During the research interview an information professional helps the requester tease apart their needs.  E.g. “what is the time period you want the data to cover?” “should it be local, national, international?”  if there are two potential sources which one will be better?  Let’s look at stock prices—everyone can find a stock price right? But in the context of high stakes litigation your data may need to be limited in a number of ways – do you need, ask, bid, high, low, intra-day, close, adjusted close, after-hours? Lots of potential qualifiers to a question that looks simple to an information novice. Big data will be a big waste of time unless you have staff with the expertise to help lawyers, administrators and staff define the scope and limits of their information needs.


 3. Open- Mindedness  One of the big advantages of information professionals is that they respect the fact that they “don’t know everything.” Their skill is to understand their limitations and to embrace learning as an everyday value add of their profession.  They possess nimble thinking processes which allow them to develop new investigative expertise on the fly. They explore by continually questioning their assumptions. If they can’t find the data using the standard tools and methods, they know how to invent new pathways into information using analogous inquiries.
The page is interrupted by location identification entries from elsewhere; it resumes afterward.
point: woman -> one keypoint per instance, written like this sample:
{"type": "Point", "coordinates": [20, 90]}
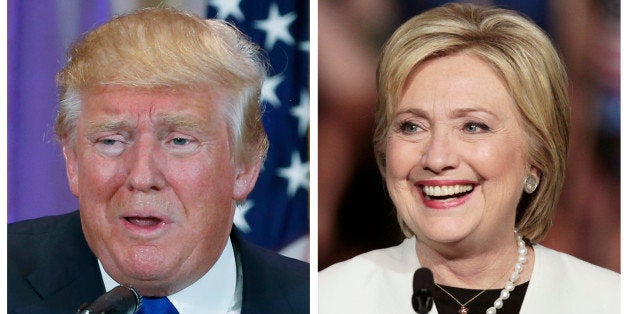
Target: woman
{"type": "Point", "coordinates": [471, 139]}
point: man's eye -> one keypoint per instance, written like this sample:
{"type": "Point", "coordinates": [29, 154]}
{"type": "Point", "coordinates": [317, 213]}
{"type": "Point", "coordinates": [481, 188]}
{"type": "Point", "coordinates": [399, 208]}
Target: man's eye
{"type": "Point", "coordinates": [108, 141]}
{"type": "Point", "coordinates": [180, 141]}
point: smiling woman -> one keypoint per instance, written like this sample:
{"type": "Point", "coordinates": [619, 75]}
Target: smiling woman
{"type": "Point", "coordinates": [471, 139]}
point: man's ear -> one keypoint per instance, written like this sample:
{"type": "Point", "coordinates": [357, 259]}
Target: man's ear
{"type": "Point", "coordinates": [534, 171]}
{"type": "Point", "coordinates": [246, 177]}
{"type": "Point", "coordinates": [71, 165]}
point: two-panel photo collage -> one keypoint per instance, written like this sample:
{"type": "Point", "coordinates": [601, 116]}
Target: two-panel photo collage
{"type": "Point", "coordinates": [321, 156]}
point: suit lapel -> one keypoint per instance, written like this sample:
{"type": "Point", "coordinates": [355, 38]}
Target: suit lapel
{"type": "Point", "coordinates": [69, 277]}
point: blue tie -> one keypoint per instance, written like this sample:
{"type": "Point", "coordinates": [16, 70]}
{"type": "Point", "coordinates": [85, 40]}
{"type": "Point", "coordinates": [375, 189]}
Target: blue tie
{"type": "Point", "coordinates": [160, 305]}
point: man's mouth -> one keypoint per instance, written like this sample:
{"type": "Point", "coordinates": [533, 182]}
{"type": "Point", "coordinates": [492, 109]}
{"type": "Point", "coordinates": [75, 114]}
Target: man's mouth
{"type": "Point", "coordinates": [445, 192]}
{"type": "Point", "coordinates": [144, 221]}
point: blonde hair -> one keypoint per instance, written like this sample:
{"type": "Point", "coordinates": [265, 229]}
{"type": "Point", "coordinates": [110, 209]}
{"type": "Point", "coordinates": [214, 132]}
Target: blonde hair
{"type": "Point", "coordinates": [526, 59]}
{"type": "Point", "coordinates": [162, 48]}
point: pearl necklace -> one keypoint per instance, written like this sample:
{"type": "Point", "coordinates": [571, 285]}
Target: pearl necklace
{"type": "Point", "coordinates": [508, 288]}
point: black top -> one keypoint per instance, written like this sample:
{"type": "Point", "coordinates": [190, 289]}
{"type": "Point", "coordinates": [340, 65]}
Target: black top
{"type": "Point", "coordinates": [446, 305]}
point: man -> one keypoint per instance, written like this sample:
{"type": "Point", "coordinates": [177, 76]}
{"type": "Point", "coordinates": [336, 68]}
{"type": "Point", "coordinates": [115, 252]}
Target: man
{"type": "Point", "coordinates": [162, 136]}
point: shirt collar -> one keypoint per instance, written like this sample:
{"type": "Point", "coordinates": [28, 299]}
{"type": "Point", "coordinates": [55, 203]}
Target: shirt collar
{"type": "Point", "coordinates": [218, 291]}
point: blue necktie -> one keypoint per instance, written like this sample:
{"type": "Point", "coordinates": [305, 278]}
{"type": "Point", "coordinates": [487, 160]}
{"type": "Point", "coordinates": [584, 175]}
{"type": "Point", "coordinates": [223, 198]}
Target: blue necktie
{"type": "Point", "coordinates": [160, 305]}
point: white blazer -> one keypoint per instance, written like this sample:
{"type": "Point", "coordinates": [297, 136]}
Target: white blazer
{"type": "Point", "coordinates": [380, 281]}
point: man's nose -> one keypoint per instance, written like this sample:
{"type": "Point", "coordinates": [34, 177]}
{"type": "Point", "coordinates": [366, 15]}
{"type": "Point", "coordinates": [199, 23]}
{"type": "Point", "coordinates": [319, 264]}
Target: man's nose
{"type": "Point", "coordinates": [144, 170]}
{"type": "Point", "coordinates": [440, 154]}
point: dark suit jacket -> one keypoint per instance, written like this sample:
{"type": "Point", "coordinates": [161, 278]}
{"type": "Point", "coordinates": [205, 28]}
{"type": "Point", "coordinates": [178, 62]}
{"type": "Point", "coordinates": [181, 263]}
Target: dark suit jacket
{"type": "Point", "coordinates": [52, 270]}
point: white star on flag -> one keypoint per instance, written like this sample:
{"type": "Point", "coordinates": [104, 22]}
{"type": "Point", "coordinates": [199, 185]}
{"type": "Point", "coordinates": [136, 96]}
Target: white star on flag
{"type": "Point", "coordinates": [302, 112]}
{"type": "Point", "coordinates": [276, 26]}
{"type": "Point", "coordinates": [239, 218]}
{"type": "Point", "coordinates": [297, 174]}
{"type": "Point", "coordinates": [226, 8]}
{"type": "Point", "coordinates": [304, 46]}
{"type": "Point", "coordinates": [269, 90]}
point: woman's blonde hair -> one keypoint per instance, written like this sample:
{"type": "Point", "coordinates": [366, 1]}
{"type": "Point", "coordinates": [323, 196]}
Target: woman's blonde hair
{"type": "Point", "coordinates": [166, 49]}
{"type": "Point", "coordinates": [525, 58]}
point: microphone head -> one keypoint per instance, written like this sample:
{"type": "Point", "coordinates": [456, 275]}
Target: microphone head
{"type": "Point", "coordinates": [119, 300]}
{"type": "Point", "coordinates": [422, 290]}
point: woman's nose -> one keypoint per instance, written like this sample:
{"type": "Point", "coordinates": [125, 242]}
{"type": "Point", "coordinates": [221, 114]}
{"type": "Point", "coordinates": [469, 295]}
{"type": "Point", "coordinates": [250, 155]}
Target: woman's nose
{"type": "Point", "coordinates": [440, 154]}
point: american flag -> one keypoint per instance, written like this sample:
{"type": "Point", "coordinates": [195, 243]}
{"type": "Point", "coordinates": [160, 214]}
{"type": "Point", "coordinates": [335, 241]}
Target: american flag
{"type": "Point", "coordinates": [276, 213]}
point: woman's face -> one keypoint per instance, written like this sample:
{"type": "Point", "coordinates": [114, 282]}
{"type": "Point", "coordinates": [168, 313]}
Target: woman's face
{"type": "Point", "coordinates": [456, 153]}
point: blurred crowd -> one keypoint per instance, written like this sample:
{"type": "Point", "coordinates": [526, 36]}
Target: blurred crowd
{"type": "Point", "coordinates": [355, 214]}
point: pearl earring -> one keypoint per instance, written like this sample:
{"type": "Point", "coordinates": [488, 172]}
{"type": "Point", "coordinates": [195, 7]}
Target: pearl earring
{"type": "Point", "coordinates": [530, 184]}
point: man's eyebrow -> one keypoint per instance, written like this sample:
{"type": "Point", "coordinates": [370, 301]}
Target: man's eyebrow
{"type": "Point", "coordinates": [108, 125]}
{"type": "Point", "coordinates": [179, 121]}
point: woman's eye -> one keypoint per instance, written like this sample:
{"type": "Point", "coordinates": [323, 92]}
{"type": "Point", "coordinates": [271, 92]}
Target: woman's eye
{"type": "Point", "coordinates": [409, 127]}
{"type": "Point", "coordinates": [475, 127]}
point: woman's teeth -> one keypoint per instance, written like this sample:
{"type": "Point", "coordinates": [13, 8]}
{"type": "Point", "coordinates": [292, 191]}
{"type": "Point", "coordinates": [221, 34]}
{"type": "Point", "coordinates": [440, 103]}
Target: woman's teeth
{"type": "Point", "coordinates": [449, 190]}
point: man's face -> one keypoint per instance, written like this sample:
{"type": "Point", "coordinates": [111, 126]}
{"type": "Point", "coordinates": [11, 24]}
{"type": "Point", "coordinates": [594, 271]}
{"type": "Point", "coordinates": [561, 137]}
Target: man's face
{"type": "Point", "coordinates": [156, 184]}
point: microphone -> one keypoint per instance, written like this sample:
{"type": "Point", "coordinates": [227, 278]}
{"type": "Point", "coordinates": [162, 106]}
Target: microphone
{"type": "Point", "coordinates": [423, 291]}
{"type": "Point", "coordinates": [119, 300]}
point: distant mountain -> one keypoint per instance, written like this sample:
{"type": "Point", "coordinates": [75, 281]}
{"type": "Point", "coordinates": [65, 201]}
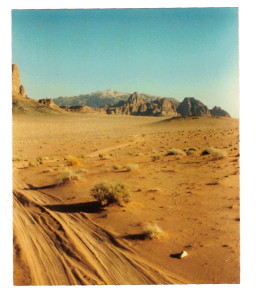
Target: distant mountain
{"type": "Point", "coordinates": [219, 112]}
{"type": "Point", "coordinates": [192, 107]}
{"type": "Point", "coordinates": [138, 104]}
{"type": "Point", "coordinates": [102, 99]}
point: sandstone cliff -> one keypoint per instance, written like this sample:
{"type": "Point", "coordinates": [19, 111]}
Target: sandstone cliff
{"type": "Point", "coordinates": [17, 88]}
{"type": "Point", "coordinates": [219, 112]}
{"type": "Point", "coordinates": [192, 107]}
{"type": "Point", "coordinates": [137, 104]}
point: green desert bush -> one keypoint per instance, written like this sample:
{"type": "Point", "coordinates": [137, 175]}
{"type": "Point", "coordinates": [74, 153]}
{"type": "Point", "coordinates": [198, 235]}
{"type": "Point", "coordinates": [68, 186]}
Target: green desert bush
{"type": "Point", "coordinates": [216, 153]}
{"type": "Point", "coordinates": [190, 151]}
{"type": "Point", "coordinates": [174, 151]}
{"type": "Point", "coordinates": [72, 160]}
{"type": "Point", "coordinates": [66, 176]}
{"type": "Point", "coordinates": [104, 156]}
{"type": "Point", "coordinates": [152, 231]}
{"type": "Point", "coordinates": [131, 167]}
{"type": "Point", "coordinates": [155, 157]}
{"type": "Point", "coordinates": [107, 192]}
{"type": "Point", "coordinates": [116, 167]}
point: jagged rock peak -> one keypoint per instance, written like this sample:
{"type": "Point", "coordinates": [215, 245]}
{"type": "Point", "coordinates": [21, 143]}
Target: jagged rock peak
{"type": "Point", "coordinates": [219, 112]}
{"type": "Point", "coordinates": [17, 88]}
{"type": "Point", "coordinates": [136, 99]}
{"type": "Point", "coordinates": [192, 107]}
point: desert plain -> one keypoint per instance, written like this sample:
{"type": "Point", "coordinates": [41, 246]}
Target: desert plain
{"type": "Point", "coordinates": [63, 237]}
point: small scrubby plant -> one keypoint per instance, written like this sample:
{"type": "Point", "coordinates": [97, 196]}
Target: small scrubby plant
{"type": "Point", "coordinates": [155, 157]}
{"type": "Point", "coordinates": [72, 160]}
{"type": "Point", "coordinates": [190, 151]}
{"type": "Point", "coordinates": [152, 231]}
{"type": "Point", "coordinates": [116, 167]}
{"type": "Point", "coordinates": [104, 156]}
{"type": "Point", "coordinates": [106, 193]}
{"type": "Point", "coordinates": [132, 167]}
{"type": "Point", "coordinates": [66, 176]}
{"type": "Point", "coordinates": [216, 153]}
{"type": "Point", "coordinates": [175, 151]}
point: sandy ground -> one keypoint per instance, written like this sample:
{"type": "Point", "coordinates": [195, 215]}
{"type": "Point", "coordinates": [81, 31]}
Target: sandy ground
{"type": "Point", "coordinates": [60, 238]}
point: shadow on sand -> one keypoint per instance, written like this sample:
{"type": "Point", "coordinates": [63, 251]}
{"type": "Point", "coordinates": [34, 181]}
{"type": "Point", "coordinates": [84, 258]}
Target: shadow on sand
{"type": "Point", "coordinates": [133, 237]}
{"type": "Point", "coordinates": [88, 207]}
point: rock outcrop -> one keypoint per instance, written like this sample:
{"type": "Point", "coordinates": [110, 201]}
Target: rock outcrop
{"type": "Point", "coordinates": [47, 102]}
{"type": "Point", "coordinates": [17, 88]}
{"type": "Point", "coordinates": [192, 107]}
{"type": "Point", "coordinates": [219, 112]}
{"type": "Point", "coordinates": [138, 105]}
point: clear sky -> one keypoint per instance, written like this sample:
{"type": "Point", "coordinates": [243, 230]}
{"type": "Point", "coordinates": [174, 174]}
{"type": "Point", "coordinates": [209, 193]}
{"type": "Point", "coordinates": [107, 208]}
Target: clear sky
{"type": "Point", "coordinates": [167, 52]}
 More Core Competencies. To this list I would add a list of other important competencies which have been absent from most “big data” articles I have read so far. The big data knowledge worker will need to have.

4. The ability to locate the best and most appropriate data at the lowest cost

          5. The ability to assess the quality of external data sources. All information is not of equal quality. The temptation to harvest free open source data could put a firm at risk especially if the data were to use used in advising clients.


          6. The ability to assess the provenance of the data.  Is the data from a primary source? Or has it been handled and altered? By whom and how?


           7. Know the reputation of our source.  Is it known to be a reliable source?


           8.  Ability to interview the requester and help them to define the scope and limits of their need.


            9.. The ability to query the data and uncover patterns which suggest the need to ask more questions or pursue additional lines of inquiry.           


Will the Future Give Rise to The Chief Query Officer?


Let’s face it…


In a Big Data world,  everyone will potentially have access to the same data…


In a Big Data world, advantage will be  gained by asking better questions….


In a Big Data world, every firm will be striving to be one question ahead of the competition…


…..And it will need to be the right question!


So will this give rise to the Chief Query Officer?